5 Things Every Lady with Short Hair Should Know
Let’s call a spade a spade: Short cuts just feel sassy, dammit. But whether you’re rocking a shoulder-grazing lob or a choppy pixie, there are a few universal truths you need to accept (from maintenance to styling).
Keep a Quality Stylist on Hand
A good cut is always important, but it’s especially crucial for shorter styles, as there is less hair to hide any mistakes. Make sure you work with someone who is well versed in short hair and understands your texture. Luckily, between Yelp and Instagram, there are plenty of ways you can see what someone is capable of before sitting down in their chair. And if you see someone with a cut you like, ask them where they go.
Get Trims More Frequently
Speaking of haircuts, while you might have been able to get away with not cutting your hair for six months when it was longer, on shorter strands, that extra centimeter or two can mean the difference between a chic bob like Kerry here—or a matronly mushroom. Plan to get trims (or even a "dusting") every three to five weeks, depending on how fast your hair grows.

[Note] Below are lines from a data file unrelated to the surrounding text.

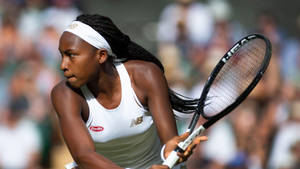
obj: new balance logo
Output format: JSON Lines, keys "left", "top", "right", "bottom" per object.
{"left": 130, "top": 116, "right": 143, "bottom": 127}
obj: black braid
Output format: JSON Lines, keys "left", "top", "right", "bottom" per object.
{"left": 76, "top": 14, "right": 199, "bottom": 114}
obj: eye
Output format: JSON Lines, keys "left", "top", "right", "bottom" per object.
{"left": 65, "top": 51, "right": 77, "bottom": 58}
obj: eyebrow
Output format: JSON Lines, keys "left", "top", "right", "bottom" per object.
{"left": 59, "top": 48, "right": 76, "bottom": 53}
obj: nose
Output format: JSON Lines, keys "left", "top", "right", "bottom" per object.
{"left": 60, "top": 56, "right": 69, "bottom": 72}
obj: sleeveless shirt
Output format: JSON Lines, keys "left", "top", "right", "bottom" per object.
{"left": 80, "top": 63, "right": 163, "bottom": 169}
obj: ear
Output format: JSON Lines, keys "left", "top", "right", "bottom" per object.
{"left": 96, "top": 49, "right": 109, "bottom": 64}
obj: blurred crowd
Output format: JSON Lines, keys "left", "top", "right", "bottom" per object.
{"left": 0, "top": 0, "right": 81, "bottom": 168}
{"left": 0, "top": 0, "right": 299, "bottom": 169}
{"left": 157, "top": 0, "right": 300, "bottom": 169}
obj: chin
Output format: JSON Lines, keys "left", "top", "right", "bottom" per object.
{"left": 66, "top": 79, "right": 84, "bottom": 89}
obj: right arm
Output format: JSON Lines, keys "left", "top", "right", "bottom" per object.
{"left": 51, "top": 81, "right": 122, "bottom": 169}
{"left": 51, "top": 81, "right": 204, "bottom": 169}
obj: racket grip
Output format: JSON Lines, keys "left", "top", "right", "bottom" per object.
{"left": 162, "top": 151, "right": 179, "bottom": 168}
{"left": 162, "top": 125, "right": 205, "bottom": 168}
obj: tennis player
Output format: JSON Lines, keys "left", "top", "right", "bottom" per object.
{"left": 51, "top": 14, "right": 207, "bottom": 169}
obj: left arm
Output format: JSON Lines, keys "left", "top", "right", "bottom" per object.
{"left": 127, "top": 61, "right": 178, "bottom": 143}
{"left": 127, "top": 61, "right": 207, "bottom": 165}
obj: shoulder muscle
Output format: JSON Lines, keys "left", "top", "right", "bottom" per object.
{"left": 51, "top": 80, "right": 83, "bottom": 118}
{"left": 124, "top": 60, "right": 168, "bottom": 100}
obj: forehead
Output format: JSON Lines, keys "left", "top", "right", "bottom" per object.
{"left": 59, "top": 32, "right": 92, "bottom": 51}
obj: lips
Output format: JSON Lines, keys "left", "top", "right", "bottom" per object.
{"left": 64, "top": 74, "right": 75, "bottom": 80}
{"left": 64, "top": 73, "right": 74, "bottom": 78}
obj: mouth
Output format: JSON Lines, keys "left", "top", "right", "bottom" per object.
{"left": 65, "top": 75, "right": 76, "bottom": 81}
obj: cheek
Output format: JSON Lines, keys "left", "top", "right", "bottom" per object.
{"left": 77, "top": 60, "right": 99, "bottom": 82}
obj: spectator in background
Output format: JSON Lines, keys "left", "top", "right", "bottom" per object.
{"left": 246, "top": 10, "right": 283, "bottom": 168}
{"left": 42, "top": 0, "right": 81, "bottom": 34}
{"left": 0, "top": 11, "right": 34, "bottom": 119}
{"left": 156, "top": 0, "right": 215, "bottom": 138}
{"left": 289, "top": 140, "right": 300, "bottom": 169}
{"left": 267, "top": 100, "right": 300, "bottom": 169}
{"left": 36, "top": 23, "right": 61, "bottom": 70}
{"left": 18, "top": 0, "right": 48, "bottom": 42}
{"left": 0, "top": 11, "right": 33, "bottom": 63}
{"left": 255, "top": 10, "right": 285, "bottom": 53}
{"left": 279, "top": 14, "right": 300, "bottom": 99}
{"left": 157, "top": 0, "right": 214, "bottom": 91}
{"left": 18, "top": 0, "right": 66, "bottom": 69}
{"left": 0, "top": 95, "right": 41, "bottom": 169}
{"left": 157, "top": 0, "right": 214, "bottom": 46}
{"left": 196, "top": 100, "right": 261, "bottom": 169}
{"left": 0, "top": 1, "right": 77, "bottom": 168}
{"left": 8, "top": 57, "right": 60, "bottom": 168}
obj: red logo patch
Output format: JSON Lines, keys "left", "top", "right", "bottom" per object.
{"left": 89, "top": 126, "right": 104, "bottom": 132}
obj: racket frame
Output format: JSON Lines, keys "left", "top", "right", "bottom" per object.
{"left": 191, "top": 33, "right": 271, "bottom": 131}
{"left": 163, "top": 33, "right": 272, "bottom": 168}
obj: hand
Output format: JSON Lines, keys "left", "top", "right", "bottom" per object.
{"left": 163, "top": 132, "right": 208, "bottom": 164}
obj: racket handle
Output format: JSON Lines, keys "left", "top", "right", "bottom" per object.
{"left": 162, "top": 125, "right": 205, "bottom": 168}
{"left": 181, "top": 125, "right": 205, "bottom": 150}
{"left": 162, "top": 151, "right": 180, "bottom": 168}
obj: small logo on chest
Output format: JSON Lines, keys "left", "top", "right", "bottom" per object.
{"left": 89, "top": 126, "right": 104, "bottom": 132}
{"left": 130, "top": 116, "right": 143, "bottom": 127}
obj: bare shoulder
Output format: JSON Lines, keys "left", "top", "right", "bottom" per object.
{"left": 124, "top": 60, "right": 165, "bottom": 82}
{"left": 51, "top": 80, "right": 83, "bottom": 117}
{"left": 123, "top": 60, "right": 168, "bottom": 100}
{"left": 51, "top": 80, "right": 80, "bottom": 100}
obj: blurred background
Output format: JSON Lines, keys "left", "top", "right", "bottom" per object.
{"left": 0, "top": 0, "right": 299, "bottom": 169}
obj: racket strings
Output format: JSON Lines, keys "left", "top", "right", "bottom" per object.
{"left": 204, "top": 39, "right": 266, "bottom": 117}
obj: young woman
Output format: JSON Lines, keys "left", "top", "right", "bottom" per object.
{"left": 51, "top": 14, "right": 206, "bottom": 169}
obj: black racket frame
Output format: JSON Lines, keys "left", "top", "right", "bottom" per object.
{"left": 188, "top": 33, "right": 272, "bottom": 132}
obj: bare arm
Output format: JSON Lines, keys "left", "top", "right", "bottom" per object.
{"left": 127, "top": 61, "right": 178, "bottom": 144}
{"left": 128, "top": 61, "right": 208, "bottom": 164}
{"left": 51, "top": 81, "right": 122, "bottom": 169}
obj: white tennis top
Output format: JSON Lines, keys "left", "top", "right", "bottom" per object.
{"left": 80, "top": 63, "right": 162, "bottom": 169}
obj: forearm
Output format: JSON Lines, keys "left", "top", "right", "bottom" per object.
{"left": 74, "top": 151, "right": 123, "bottom": 169}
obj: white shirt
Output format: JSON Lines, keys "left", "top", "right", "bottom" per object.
{"left": 0, "top": 119, "right": 41, "bottom": 169}
{"left": 80, "top": 63, "right": 162, "bottom": 169}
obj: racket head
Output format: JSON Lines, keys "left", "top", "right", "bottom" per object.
{"left": 191, "top": 34, "right": 271, "bottom": 131}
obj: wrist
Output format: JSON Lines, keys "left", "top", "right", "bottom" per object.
{"left": 160, "top": 144, "right": 166, "bottom": 161}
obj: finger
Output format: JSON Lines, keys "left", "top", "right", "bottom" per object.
{"left": 180, "top": 136, "right": 208, "bottom": 160}
{"left": 194, "top": 136, "right": 208, "bottom": 144}
{"left": 183, "top": 144, "right": 195, "bottom": 157}
{"left": 187, "top": 136, "right": 208, "bottom": 152}
{"left": 176, "top": 144, "right": 195, "bottom": 162}
{"left": 176, "top": 136, "right": 208, "bottom": 163}
{"left": 178, "top": 132, "right": 190, "bottom": 140}
{"left": 176, "top": 152, "right": 188, "bottom": 163}
{"left": 151, "top": 164, "right": 169, "bottom": 169}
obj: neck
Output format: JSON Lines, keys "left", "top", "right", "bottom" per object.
{"left": 87, "top": 62, "right": 120, "bottom": 98}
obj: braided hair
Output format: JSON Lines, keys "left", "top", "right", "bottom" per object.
{"left": 76, "top": 14, "right": 199, "bottom": 114}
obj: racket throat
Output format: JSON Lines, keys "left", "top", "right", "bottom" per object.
{"left": 188, "top": 113, "right": 200, "bottom": 132}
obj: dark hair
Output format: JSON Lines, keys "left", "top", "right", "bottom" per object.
{"left": 9, "top": 95, "right": 29, "bottom": 117}
{"left": 76, "top": 14, "right": 199, "bottom": 114}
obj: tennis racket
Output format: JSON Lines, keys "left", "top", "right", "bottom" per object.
{"left": 162, "top": 33, "right": 272, "bottom": 168}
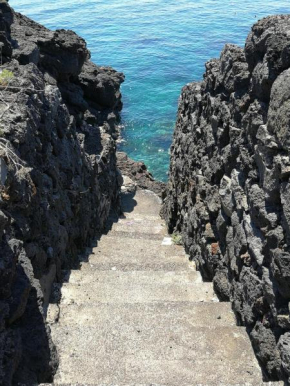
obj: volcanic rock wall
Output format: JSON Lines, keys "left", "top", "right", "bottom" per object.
{"left": 163, "top": 15, "right": 290, "bottom": 382}
{"left": 0, "top": 1, "right": 124, "bottom": 384}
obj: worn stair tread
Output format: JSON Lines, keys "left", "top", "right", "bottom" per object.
{"left": 118, "top": 212, "right": 164, "bottom": 221}
{"left": 53, "top": 356, "right": 263, "bottom": 385}
{"left": 121, "top": 189, "right": 162, "bottom": 217}
{"left": 57, "top": 301, "right": 236, "bottom": 327}
{"left": 92, "top": 235, "right": 185, "bottom": 258}
{"left": 99, "top": 224, "right": 169, "bottom": 240}
{"left": 40, "top": 383, "right": 285, "bottom": 386}
{"left": 104, "top": 230, "right": 167, "bottom": 240}
{"left": 60, "top": 279, "right": 217, "bottom": 304}
{"left": 62, "top": 269, "right": 202, "bottom": 285}
{"left": 60, "top": 282, "right": 217, "bottom": 304}
{"left": 110, "top": 217, "right": 167, "bottom": 236}
{"left": 78, "top": 260, "right": 192, "bottom": 272}
{"left": 52, "top": 323, "right": 260, "bottom": 363}
{"left": 110, "top": 224, "right": 167, "bottom": 236}
{"left": 42, "top": 381, "right": 286, "bottom": 386}
{"left": 88, "top": 251, "right": 188, "bottom": 266}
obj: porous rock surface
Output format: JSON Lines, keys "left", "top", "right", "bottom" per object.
{"left": 163, "top": 15, "right": 290, "bottom": 382}
{"left": 117, "top": 151, "right": 166, "bottom": 197}
{"left": 0, "top": 1, "right": 124, "bottom": 384}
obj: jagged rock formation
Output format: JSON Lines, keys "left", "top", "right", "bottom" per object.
{"left": 163, "top": 15, "right": 290, "bottom": 382}
{"left": 117, "top": 151, "right": 165, "bottom": 197}
{"left": 0, "top": 1, "right": 124, "bottom": 384}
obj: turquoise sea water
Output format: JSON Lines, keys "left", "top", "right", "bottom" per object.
{"left": 11, "top": 1, "right": 290, "bottom": 181}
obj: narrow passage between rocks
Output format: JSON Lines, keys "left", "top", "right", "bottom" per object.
{"left": 47, "top": 177, "right": 277, "bottom": 385}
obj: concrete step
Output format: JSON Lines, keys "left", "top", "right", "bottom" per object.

Be Strategic About Your Color
If you’re considering lightening up your hair for the summer, make sure to do it after your cut so your stylist can customize the color to complement your new style. For example, see how Kristen has darker roots, but a few lighter pieces around her face? The placement gives her lob some depth and keeps it from looking drab.
Adjust Your Hair Regimen As Needed
Usually the shorter your hair, the faster it will get greasy—which means you might need to wash it more frequently. You might also find that your hair requires much less product (this includes shampoo, conditioner and any extras like mousse or oil) than it used to. Pay attention to how your hair feels and switch up your routine as needed.
Put Down the Hot Tools
Even though it’s annoying to get trims more often, styling shorter hair on a daily basis is pretty low-key. Liberate yourself from wielding that heavy blow-dryer every morning and learn the art of air-drying. All it takes is some product (say, a wave spray) and—you guessed it—a nice ol’ breeze.